What it measures: Combined TPR + FPR disparity across groups. Measures whether the model’s overall accuracy and error rate are equitable across protected groups.

Formula: For each group, compute overall accuracy and error rate. Return (max_accuracy - min_accuracy) + (max_error_rate - min_error_rate).

Ideal value: 0.0 (no accuracy/error disparity between groups).

Registry key: micro_equalized_odds_multiclass

Required inputs: target, prediction, dimension

Minimum samples: 30


What it measures: Precision disparity across protected groups for each class. Ensures that when the model predicts a class, it is equally accurate for all groups.
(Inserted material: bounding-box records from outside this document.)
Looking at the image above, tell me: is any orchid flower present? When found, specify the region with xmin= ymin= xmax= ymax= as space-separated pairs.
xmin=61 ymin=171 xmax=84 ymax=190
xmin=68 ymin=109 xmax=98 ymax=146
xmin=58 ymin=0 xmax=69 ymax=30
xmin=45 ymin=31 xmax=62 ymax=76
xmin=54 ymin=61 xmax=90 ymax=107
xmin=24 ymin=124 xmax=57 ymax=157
Strategies: macro (default), weighted

Formula (macro): For each class c, compute precision per group: P(Y=c | Y_hat=c, A=a). Disparity = max(precisions) - min(precisions). Return max across classes.

Ideal value: 0.0

Registry key: predictive_parity_multiclass

Required inputs: target, prediction, dimension


Registry KeyWhat It ChecksIdealStrategies
multiclass_demographic_parityPrediction rate parity (OVR)0.0max, macro aggregation
multiclass_equal_opportunityTPR parity (OVR)0.0
multiclass_confusion_metricsPer-class/group diagnosticsDict
weighted_demographic_parity_multiclassPrediction rate parity0.0macro, micro, one-vs-rest, weighted
macro_equal_opportunity_multiclassTPR parity (macro)0.0
micro_equalized_odds_multiclassAccuracy + error parity0.0
predictive_parity_multiclassPrecision parity0.0macro, weighted

For a combined view, use the calc_multiclass_fairness_report() function in Python:

from venturalitica.metrics import calc_multiclass_fairness_report
report = calc_multiclass_fairness_report(
y_true=df["target"],
y_pred=df["prediction"],
protected_attr=df["gender"]
)
# Returns dict with:
# - weighted_demographic_parity_macro
# - macro_equal_opportunity
# - micro_equalized_odds
# - predictive_parity_macro

For intersectional fairness (e.g., gender x age), pass multiple attributes:

from venturalitica.assurance.fairness.multiclass_reporting import calc_intersectional_metrics
results = calc_intersectional_metrics(
y_true=df["target"],
y_pred=df["prediction"],
protected_attrs={
"gender": df["gender"],
"age_group": df["age_group"]
}
)
# Returns:
# - intersectional_disparity: max - min accuracy across slices
# - worst_slice: e.g., "female x elderly"
# - best_slice: e.g., "male x young"
# - slice_details: accuracy per intersection

  • Minimum samples: Most multiclass metrics require >= 30 samples and raise ValueError otherwise.
  • Minimum groups: At least 2 protected groups required.
  • Minimum classes: At least 2 classes required (though for 2-class problems, prefer the simpler binary metrics).
  • Optional dependency: Some metrics use Fairlearn internally. Install with pip install fairlearn if needed.